Ik ben het met deze analyse van de Rli eens als het gaat om aanpassingen die ondernemers
ten aanzien van hun bedrijfsvoering kunnen doen en voor zover deze betrekking hebben
op investeringen waarop wordt afgeschreven zoals met betrekking tot gebouwen, machines
en instrumenten. Maar voor landbouwgrond geldt dit niet: landbouwgrond behoudt (mede
op basis van vraag en aanbod) ook op de langere termijn zijn waarde waarop niet wordt
afgeschreven, tenzij er sprake is van een bestemmingswijziging (naar bijvoorbeeld
natuur) of het stellen van voorwaarden aan het gebruik binnen de huidige bestemming
die aanzienlijke gevolgen heeft voor het opbrengend (producerend) vermogen.
Kernvraag is daarmee of bij waterpeilverhoging de productieopbrengst gelijk kan blijven
en/of de ondernemer in staat is om met een ander bedrijfsmodel een vergelijkbaar inkomen
op de landbouwgrond te halen. Wanneer dat niet het geval is zou er sprake kunnen zijn
van waardevermindering van de grond en een grondslag voor nadeelcompensatie. Ik ben
het met de Rli eens dat dit sterk afhangt van de specifieke situatie en dat dit dus
maatwerk vraagt.
Friese Veenweideprogramma 2021–2030
Gedeputeerde staten van de provincie Fryslân en het dagelijks bestuur van Wetterskip
Fryslân hebben eind maart het aangepaste Veenweideprogramma 2021–2030 «Foarút mei
de Fryske Feangreiden» vastgesteld. Zij hebben het nu naar provinciale staten en het
algemeen bestuur van het Wetterskip gestuurd voor behandeling in mei 2021. De verwachting
is dat de gemeenten het Veenweideprogramma 2021–2030 na de zomer behandelen in de
gemeenteraden. De vertegenwoordiging van landbouw, natuur en milieu en recreatie en
toerisme hebben inmiddels aangegeven het programma te onderschrijven.

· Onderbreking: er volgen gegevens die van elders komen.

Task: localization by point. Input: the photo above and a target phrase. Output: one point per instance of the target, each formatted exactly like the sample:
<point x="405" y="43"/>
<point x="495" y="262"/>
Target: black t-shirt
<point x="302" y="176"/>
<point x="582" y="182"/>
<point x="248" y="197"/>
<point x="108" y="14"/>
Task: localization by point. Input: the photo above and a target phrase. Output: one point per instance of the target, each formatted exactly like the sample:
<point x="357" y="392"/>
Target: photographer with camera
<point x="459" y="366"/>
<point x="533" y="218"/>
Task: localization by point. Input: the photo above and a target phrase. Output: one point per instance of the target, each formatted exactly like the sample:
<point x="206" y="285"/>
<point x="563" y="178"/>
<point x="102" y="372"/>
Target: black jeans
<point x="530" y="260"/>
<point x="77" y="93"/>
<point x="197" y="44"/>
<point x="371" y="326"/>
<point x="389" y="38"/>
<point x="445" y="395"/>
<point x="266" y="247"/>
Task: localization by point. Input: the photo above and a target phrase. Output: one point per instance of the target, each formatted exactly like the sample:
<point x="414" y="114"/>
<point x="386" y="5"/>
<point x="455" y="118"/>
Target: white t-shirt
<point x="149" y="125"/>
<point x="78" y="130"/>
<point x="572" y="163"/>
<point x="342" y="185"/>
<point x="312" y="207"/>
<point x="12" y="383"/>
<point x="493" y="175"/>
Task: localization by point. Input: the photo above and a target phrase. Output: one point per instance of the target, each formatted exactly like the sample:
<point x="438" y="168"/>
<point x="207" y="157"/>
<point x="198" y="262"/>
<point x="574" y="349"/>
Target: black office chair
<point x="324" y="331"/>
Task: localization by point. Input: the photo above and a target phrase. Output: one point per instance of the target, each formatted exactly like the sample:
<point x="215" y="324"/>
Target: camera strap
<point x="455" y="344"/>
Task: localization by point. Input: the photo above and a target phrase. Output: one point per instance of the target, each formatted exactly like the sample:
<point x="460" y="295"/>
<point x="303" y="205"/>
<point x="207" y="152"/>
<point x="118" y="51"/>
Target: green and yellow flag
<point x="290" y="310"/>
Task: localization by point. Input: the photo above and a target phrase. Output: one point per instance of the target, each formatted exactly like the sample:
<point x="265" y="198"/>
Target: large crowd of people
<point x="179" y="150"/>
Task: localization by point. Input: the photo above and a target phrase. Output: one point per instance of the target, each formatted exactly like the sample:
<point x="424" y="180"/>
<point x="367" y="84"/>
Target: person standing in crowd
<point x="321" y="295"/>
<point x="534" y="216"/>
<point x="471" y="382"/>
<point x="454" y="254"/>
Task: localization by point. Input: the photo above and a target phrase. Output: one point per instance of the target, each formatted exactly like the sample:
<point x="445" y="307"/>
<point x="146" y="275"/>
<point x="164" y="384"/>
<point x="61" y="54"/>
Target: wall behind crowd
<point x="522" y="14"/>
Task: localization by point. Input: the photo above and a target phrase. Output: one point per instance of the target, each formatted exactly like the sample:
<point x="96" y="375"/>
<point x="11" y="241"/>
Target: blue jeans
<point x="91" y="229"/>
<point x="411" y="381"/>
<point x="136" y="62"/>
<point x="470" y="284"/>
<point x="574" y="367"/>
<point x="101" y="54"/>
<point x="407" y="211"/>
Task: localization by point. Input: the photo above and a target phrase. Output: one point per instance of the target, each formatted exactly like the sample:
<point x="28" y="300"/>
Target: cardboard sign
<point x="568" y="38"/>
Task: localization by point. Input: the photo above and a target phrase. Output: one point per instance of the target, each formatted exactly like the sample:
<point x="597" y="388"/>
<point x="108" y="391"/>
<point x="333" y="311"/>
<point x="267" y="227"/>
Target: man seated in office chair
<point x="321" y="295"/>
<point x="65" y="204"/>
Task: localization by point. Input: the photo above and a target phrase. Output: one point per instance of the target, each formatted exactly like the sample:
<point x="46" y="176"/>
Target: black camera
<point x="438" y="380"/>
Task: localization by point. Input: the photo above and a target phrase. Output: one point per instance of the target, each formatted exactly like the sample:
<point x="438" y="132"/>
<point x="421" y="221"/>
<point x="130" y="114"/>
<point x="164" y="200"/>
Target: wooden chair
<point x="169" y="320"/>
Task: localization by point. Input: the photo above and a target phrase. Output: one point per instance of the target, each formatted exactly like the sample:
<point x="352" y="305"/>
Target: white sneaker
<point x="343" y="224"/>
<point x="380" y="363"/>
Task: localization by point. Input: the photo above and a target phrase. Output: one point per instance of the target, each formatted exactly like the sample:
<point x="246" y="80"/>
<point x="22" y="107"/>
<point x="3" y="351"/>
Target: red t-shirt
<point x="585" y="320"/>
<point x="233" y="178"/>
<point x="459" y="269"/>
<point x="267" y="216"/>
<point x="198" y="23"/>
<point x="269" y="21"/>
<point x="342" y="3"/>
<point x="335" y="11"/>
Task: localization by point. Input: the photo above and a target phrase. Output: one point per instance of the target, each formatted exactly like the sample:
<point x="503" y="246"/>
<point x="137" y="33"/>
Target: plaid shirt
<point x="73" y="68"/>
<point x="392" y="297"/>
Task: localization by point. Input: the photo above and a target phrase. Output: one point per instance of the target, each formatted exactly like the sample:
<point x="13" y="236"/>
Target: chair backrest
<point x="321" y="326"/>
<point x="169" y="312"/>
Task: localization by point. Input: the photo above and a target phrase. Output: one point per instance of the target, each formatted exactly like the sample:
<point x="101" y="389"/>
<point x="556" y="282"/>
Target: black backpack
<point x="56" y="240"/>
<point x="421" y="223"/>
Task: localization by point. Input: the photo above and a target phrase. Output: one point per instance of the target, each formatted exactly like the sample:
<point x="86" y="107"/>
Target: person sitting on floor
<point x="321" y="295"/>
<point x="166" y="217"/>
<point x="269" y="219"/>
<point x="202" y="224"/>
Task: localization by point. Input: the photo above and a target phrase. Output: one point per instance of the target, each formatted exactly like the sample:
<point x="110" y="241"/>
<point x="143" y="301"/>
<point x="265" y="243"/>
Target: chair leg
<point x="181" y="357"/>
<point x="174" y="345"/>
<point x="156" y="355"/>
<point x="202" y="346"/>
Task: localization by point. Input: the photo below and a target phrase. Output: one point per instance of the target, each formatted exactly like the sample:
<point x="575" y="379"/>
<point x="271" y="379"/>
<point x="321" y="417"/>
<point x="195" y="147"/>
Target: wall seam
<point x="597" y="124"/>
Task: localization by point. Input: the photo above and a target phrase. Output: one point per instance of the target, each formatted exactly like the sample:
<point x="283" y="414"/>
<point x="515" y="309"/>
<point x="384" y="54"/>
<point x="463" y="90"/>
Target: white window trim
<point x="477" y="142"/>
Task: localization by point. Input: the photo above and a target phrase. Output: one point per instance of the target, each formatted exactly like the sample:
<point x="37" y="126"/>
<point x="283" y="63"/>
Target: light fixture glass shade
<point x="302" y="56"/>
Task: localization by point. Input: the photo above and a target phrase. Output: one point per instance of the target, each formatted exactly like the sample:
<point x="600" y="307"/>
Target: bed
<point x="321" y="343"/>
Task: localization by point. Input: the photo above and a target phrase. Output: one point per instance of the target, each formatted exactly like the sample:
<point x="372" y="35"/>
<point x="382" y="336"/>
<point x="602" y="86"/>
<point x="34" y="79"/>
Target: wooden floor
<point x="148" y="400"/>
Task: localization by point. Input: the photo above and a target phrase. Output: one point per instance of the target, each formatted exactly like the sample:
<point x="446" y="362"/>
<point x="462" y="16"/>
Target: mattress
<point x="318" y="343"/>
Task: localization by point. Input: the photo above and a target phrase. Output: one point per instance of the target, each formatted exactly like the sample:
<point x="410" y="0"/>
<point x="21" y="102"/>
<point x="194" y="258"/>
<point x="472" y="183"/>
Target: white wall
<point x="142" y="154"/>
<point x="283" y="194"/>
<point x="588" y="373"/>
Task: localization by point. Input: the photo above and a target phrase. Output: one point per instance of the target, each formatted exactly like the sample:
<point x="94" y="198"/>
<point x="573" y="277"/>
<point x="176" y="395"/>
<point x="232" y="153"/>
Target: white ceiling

Evenals de Rli constateer ik dat Friesland een actief en uitvoeringsgericht beleid
wil voeren, gericht op reductie van de bodemdaling en vermindering van emissies van
broeikasgassen uit veen via een actieve sturing vanuit de overheid en een uitvoering
in samenspraak met alle betrokkenen. En dat de provincie Friesland nadeelcompensatie
in het vooruitzicht stelt en daar ook kosten voor opvoert die onderdeel uitmaken van
Friese veenweideprogramma.
Het Friese veenweideprogramma is het eerste van een zestal provinciale veenweideprogramma’s
waarmee provincies uitvoering geven aan het onderdeel veenweide uit het Klimaatakkoord
(Kamerstuk 32 813, nr. 193). In overeenstemming met de doelstellingen van het Klimaatakkoord richten de Friese
partijen zich op het realiseren van een reductie met broeikasgassen uiterlijk in 2030,
waarbij de doelstelling voor de langere termijn (2050) – een situatie waarin veenafbraak,
bodemdaling en CO2-uitstoot nagenoeg zijn gestopt – niet uit het oog wordt verloren.
Vanuit de ambitie om 0,4 megaton CO2eq-reductie te willen realiseren in 2030 en met de overeenstemming over het nu voorliggende
programma richten de Friese partijen zich op de uitvoering van een eerste pakket aan
maatregelen op de veengebieden met een dik veenpakket met weinig of geen klei. Ze
verwachten daarmee tenminste 0,25 megaton broeikasgasreductie te realiseren. Partijen
hebben daarbij een ijkmoment in 2022 afgesproken waarop een besluit wordt genomen
in hoeverre op de andere veenbodemtypen (moerige gronden, dun veen en veen met een
dik kleidek) aanvullende maatregelen nodig zijn voor het behalen van de gewenste CO2eq-reductie uiterlijk in 2030. Welke reductie uiteindelijk in 2030 moet worden gerealiseerd,
willen partijen mede laten afhangen van de verdeling van de landelijke opgave van
één megaton over de verschillende veenweidegebieden in Nederland.
In de loop van dit jaar wil ik daarover nadere afspraken maken met de zes provincies
die hiervoor nog dit jaar een eerste veenweide strategie opstellen en daarvoor ook
de eerste Rijksmiddelen als «impulsgelden» hebben ontvangen. Daarbij wil ik ook afspraken
maken over de gezamenlijk te hanteren landelijke monitorings- en berekeningssystematiek
voor het bepalen van de uitstoot van broeikasgassen uit veenweide en daarmee de inschatting
van het verwachte effect van maatregelen.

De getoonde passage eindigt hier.